Leveraging analytics requires a trio of competencies
Many would suggest that deploying high performance hardware and software solutions is the best way to enhance DA capabilities and deliver a strong return on investment. Though resources and technology are important, the respondents – particularly the experienced users – reported that demonstrated competencies in 3 areas is more crucial:
- Managing information, in areas such as integrating data silos, making data usable, deploying collaboration tools;
- Maintaining analytics expertise, around using predictive analytics, supporting scenario development, automating algorithms etc;
- Fostering a data-oriented culture.
The findings and our research confirms that there is no “typical” roadmap as to which competency is more important or should come first. They are all prerequisites.

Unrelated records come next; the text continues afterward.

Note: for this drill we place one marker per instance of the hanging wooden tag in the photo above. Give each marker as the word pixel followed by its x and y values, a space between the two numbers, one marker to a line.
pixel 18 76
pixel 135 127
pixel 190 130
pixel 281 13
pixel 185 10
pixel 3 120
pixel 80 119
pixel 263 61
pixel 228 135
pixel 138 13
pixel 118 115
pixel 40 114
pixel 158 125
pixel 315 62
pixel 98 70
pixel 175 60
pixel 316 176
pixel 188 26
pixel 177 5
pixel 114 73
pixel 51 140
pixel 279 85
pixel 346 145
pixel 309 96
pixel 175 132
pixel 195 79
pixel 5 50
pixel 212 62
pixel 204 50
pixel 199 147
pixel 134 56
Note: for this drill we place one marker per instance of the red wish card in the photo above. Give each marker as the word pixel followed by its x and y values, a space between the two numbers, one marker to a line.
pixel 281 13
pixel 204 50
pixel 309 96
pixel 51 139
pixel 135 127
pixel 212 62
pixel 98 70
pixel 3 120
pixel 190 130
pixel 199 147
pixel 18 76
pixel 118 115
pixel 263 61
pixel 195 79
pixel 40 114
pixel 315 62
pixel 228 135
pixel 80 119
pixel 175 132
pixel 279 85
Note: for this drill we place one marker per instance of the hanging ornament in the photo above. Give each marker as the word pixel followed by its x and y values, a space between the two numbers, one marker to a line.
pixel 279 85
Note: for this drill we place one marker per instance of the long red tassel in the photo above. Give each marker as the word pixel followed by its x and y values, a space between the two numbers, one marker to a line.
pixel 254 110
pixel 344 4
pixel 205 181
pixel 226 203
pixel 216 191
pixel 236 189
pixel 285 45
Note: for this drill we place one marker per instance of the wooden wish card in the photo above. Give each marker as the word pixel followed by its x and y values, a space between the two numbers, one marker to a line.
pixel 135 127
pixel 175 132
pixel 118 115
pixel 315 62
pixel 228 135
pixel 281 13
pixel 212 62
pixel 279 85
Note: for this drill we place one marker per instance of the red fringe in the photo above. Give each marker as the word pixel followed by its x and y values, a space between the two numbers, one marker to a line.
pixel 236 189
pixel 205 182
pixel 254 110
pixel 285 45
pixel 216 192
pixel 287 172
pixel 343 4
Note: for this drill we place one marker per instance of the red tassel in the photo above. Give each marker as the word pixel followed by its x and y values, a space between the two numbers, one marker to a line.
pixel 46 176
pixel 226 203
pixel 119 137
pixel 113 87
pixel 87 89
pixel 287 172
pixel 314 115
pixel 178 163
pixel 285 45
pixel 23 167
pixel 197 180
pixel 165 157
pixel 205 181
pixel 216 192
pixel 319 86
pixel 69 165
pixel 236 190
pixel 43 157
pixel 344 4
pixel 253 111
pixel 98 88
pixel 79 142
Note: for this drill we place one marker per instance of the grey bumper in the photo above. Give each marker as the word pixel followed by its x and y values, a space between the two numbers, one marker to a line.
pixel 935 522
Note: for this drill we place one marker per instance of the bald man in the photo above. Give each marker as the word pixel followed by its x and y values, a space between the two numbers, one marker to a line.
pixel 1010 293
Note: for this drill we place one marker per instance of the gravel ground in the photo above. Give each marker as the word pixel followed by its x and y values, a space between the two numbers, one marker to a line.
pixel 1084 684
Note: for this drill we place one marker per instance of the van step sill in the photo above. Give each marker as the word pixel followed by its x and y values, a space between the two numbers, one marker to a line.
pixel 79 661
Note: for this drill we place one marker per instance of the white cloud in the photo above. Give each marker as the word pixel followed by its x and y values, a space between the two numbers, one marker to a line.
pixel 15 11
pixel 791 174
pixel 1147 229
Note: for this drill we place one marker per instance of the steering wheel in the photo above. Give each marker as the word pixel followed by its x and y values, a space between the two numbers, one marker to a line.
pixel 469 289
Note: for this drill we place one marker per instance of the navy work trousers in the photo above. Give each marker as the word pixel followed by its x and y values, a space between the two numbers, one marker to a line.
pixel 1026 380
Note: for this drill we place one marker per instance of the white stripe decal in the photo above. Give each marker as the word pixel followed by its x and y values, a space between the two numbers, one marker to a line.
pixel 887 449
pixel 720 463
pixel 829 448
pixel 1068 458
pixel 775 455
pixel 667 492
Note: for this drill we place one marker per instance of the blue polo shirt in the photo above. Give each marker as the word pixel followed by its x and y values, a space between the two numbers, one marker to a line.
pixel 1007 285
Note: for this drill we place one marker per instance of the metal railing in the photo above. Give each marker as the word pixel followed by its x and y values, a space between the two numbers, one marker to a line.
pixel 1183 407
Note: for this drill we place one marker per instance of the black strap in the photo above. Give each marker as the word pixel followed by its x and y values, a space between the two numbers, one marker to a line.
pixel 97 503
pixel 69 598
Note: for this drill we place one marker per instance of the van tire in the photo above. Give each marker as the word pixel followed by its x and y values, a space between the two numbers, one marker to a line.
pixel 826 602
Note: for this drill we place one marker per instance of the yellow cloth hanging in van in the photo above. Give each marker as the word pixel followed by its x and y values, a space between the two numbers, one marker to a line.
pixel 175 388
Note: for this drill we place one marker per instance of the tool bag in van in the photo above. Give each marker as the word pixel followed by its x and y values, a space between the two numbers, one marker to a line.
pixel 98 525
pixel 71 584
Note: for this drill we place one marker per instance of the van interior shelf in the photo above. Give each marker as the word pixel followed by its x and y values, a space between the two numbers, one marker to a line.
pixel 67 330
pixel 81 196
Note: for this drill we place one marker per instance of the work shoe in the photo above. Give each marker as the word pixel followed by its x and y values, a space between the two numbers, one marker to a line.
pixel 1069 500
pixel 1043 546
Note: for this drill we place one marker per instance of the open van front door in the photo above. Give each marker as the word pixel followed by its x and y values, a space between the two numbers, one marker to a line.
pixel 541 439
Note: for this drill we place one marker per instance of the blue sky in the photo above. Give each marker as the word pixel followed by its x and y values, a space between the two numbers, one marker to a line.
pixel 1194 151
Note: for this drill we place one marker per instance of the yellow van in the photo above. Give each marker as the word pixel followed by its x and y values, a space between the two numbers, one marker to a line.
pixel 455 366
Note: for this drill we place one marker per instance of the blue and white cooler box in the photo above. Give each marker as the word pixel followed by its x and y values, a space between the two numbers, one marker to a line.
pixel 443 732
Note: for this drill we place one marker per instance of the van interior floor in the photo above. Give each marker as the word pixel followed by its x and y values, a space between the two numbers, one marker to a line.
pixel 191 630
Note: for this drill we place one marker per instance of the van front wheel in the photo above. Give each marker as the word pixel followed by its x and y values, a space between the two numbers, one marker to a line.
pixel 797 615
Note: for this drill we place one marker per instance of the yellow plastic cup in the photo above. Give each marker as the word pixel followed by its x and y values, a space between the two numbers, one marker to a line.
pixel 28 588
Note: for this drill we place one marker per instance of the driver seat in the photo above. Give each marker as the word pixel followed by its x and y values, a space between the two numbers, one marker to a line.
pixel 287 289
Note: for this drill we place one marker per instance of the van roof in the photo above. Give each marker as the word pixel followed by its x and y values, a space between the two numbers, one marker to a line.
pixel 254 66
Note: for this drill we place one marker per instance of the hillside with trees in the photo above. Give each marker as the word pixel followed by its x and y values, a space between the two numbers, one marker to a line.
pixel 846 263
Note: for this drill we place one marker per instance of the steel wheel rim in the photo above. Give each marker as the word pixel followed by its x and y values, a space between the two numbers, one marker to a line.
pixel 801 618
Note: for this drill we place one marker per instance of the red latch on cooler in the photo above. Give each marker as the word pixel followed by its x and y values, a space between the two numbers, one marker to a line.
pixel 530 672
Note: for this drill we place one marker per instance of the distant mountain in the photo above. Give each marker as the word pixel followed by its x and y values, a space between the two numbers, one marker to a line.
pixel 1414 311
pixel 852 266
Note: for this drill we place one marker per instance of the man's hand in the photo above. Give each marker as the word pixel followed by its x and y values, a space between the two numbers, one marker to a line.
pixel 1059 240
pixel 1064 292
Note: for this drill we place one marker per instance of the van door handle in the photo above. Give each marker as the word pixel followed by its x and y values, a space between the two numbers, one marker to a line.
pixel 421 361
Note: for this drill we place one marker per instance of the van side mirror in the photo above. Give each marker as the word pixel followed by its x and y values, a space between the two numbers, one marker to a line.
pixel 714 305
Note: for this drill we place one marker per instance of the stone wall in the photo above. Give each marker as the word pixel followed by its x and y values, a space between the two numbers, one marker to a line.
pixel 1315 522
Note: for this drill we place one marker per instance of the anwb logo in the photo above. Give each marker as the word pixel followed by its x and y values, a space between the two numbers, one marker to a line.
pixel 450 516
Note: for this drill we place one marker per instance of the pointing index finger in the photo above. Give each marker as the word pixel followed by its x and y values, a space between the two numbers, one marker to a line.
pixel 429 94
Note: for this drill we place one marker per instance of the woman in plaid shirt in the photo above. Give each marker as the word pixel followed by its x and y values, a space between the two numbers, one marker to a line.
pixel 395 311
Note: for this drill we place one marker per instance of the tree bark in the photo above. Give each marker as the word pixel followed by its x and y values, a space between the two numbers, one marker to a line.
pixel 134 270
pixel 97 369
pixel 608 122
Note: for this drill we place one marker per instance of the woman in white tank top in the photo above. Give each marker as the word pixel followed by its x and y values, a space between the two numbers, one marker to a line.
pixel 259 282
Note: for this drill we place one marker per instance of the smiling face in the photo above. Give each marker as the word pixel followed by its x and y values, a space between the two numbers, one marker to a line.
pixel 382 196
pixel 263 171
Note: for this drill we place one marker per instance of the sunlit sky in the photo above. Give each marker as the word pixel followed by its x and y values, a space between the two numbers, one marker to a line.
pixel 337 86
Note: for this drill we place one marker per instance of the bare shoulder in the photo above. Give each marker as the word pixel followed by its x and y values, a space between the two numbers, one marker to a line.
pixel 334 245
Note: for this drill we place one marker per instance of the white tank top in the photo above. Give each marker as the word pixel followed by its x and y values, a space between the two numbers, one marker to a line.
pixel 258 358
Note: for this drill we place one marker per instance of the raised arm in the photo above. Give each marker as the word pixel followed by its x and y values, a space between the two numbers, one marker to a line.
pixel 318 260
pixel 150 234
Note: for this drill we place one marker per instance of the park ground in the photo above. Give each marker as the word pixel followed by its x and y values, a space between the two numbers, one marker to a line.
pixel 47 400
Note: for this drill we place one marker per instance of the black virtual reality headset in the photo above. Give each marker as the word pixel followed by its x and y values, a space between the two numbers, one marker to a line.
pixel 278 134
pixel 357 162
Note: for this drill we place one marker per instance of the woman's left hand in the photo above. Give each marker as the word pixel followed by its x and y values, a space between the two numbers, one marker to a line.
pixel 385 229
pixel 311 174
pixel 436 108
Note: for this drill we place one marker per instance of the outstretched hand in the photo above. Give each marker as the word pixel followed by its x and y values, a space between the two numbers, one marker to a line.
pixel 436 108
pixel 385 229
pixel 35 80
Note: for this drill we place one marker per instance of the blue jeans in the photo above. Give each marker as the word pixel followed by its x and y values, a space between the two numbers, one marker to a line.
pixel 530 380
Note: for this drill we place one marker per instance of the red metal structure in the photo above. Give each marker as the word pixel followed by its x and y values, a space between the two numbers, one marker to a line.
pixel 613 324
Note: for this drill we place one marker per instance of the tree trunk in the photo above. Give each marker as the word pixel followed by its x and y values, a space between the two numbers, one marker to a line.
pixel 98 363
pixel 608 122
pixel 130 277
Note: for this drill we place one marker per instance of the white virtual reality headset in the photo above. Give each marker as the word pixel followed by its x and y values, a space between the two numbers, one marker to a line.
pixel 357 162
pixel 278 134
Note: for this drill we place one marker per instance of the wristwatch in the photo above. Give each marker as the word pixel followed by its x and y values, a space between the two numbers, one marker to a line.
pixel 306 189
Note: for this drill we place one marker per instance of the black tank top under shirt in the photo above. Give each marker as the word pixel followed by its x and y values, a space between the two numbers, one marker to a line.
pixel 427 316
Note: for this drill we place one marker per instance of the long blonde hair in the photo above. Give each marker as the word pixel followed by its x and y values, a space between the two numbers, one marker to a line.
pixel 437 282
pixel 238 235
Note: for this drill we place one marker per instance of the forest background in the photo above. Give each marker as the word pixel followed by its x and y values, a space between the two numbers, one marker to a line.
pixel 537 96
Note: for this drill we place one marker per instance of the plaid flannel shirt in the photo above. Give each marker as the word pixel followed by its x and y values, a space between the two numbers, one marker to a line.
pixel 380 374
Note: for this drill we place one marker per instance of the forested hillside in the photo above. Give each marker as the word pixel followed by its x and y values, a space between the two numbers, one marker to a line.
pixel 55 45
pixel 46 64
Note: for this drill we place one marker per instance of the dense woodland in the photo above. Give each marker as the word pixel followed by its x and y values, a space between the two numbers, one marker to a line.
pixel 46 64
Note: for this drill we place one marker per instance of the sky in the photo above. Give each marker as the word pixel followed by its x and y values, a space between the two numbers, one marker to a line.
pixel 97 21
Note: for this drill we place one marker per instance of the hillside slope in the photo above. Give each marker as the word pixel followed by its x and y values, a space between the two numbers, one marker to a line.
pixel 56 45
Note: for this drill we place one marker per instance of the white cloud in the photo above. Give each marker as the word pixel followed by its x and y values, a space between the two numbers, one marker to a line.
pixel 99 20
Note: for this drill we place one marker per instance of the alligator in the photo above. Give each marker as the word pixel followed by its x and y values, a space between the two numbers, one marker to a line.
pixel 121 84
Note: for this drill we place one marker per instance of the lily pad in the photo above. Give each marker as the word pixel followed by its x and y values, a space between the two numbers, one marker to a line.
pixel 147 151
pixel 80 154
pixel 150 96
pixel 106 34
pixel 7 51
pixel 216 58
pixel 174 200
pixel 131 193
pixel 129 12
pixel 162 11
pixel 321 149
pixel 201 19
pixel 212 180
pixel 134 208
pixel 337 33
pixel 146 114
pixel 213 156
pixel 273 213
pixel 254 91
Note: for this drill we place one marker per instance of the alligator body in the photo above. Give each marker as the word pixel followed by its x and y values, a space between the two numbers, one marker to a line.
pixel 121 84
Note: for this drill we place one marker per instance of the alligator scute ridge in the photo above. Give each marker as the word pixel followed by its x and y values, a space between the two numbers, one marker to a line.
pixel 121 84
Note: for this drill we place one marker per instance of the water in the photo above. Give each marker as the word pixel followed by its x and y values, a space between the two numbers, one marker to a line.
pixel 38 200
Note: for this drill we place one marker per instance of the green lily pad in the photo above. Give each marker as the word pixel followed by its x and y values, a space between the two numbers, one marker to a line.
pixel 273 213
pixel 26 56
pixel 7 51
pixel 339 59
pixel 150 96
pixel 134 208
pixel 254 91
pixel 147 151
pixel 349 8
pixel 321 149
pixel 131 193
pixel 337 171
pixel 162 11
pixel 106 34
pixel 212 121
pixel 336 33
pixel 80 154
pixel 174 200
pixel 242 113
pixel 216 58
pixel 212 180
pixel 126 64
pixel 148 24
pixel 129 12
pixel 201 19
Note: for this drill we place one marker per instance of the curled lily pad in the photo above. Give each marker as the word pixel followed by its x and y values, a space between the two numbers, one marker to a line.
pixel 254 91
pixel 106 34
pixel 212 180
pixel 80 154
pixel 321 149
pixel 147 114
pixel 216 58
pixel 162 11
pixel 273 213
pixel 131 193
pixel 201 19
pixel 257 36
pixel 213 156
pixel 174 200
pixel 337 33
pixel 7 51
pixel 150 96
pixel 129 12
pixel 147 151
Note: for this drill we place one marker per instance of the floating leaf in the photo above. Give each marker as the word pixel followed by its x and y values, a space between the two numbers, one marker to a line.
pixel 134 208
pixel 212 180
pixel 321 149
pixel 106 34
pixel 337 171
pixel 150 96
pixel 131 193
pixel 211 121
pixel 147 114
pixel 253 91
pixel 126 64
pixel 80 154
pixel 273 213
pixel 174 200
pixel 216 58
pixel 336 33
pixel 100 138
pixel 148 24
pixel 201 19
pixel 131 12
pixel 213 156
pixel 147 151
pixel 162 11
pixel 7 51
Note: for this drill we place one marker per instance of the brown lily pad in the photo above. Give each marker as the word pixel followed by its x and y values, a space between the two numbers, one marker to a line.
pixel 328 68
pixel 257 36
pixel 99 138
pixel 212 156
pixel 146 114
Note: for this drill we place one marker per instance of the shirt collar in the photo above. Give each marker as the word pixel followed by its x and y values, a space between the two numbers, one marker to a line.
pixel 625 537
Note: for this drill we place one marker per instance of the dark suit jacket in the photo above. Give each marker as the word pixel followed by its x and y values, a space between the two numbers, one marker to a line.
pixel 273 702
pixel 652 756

Like many good things, there is a risk of over-indulging in DA before a company can fully digest its capabilities. For example, the sheer amount of data can slow down decision making by creating “analysis paralysis” as well as lead to significant data management and hardware/software costs. Leaders must set yearly DA priorities while ensuring their functional groups/divisions align to the data that directly impacts key metrics – versus what is merely “nice to have” information.
Data-oriented cultures have unique attributes
Analytics-focused companies go beyond clichés to incorporate specific cultural norms and practices that leverage analytics capabilities and learnings. A significant majority of respondents reported that data-oriented cultures had the following key elements:
- View analytics as a core enabler of business strategy and day-to-day activities;
- Senior leaders and middle manager champions regularly support DA across the organization;
- An emphasis on communicating data and insights vertically and horizontally, especially to the front-line employees who need them on a daily basis;
The more experienced a firm is with DA, the greater is their ability to overcome internal challenges around sharing information, sustaining focus and coping with poor processes. Only 30% of experienced DA users considered organizational issues to be difficult to resolve compared with 60% of basic users.
Resources still matter
When it comes to enabling sophisticated analytical modelling, data visualization and knowledge management there is no free lunch. Companies still need the right methodologies and a robust, enterprise-wide IT infrastructure to effectively collect, process, report and manage the data. Furthermore, there must be sufficient analytics expertise and tools at both the manager and specialist levels to effectively manage the data through its life cycle as well as to leverage it strategically.
These findings have significant implications for all companies seeking to gain competitive advantage through analytics. Firstly, the more a firm leverages DA across and up/down the enterprise the more it will reap in terms of greater efficiencies, improved customer focus and enhanced performance. Secondly, each company will define the DA path that best suits their competitive position, business requirements and available resources. Although this article identified guiding principles, there is no ‘best practice’ template. Finally, mutually reinforcing factors such as consistent leadership, cultural receptivity, silo-busting information management systems and analytics expertise are essential to exploit the full potential of analytics.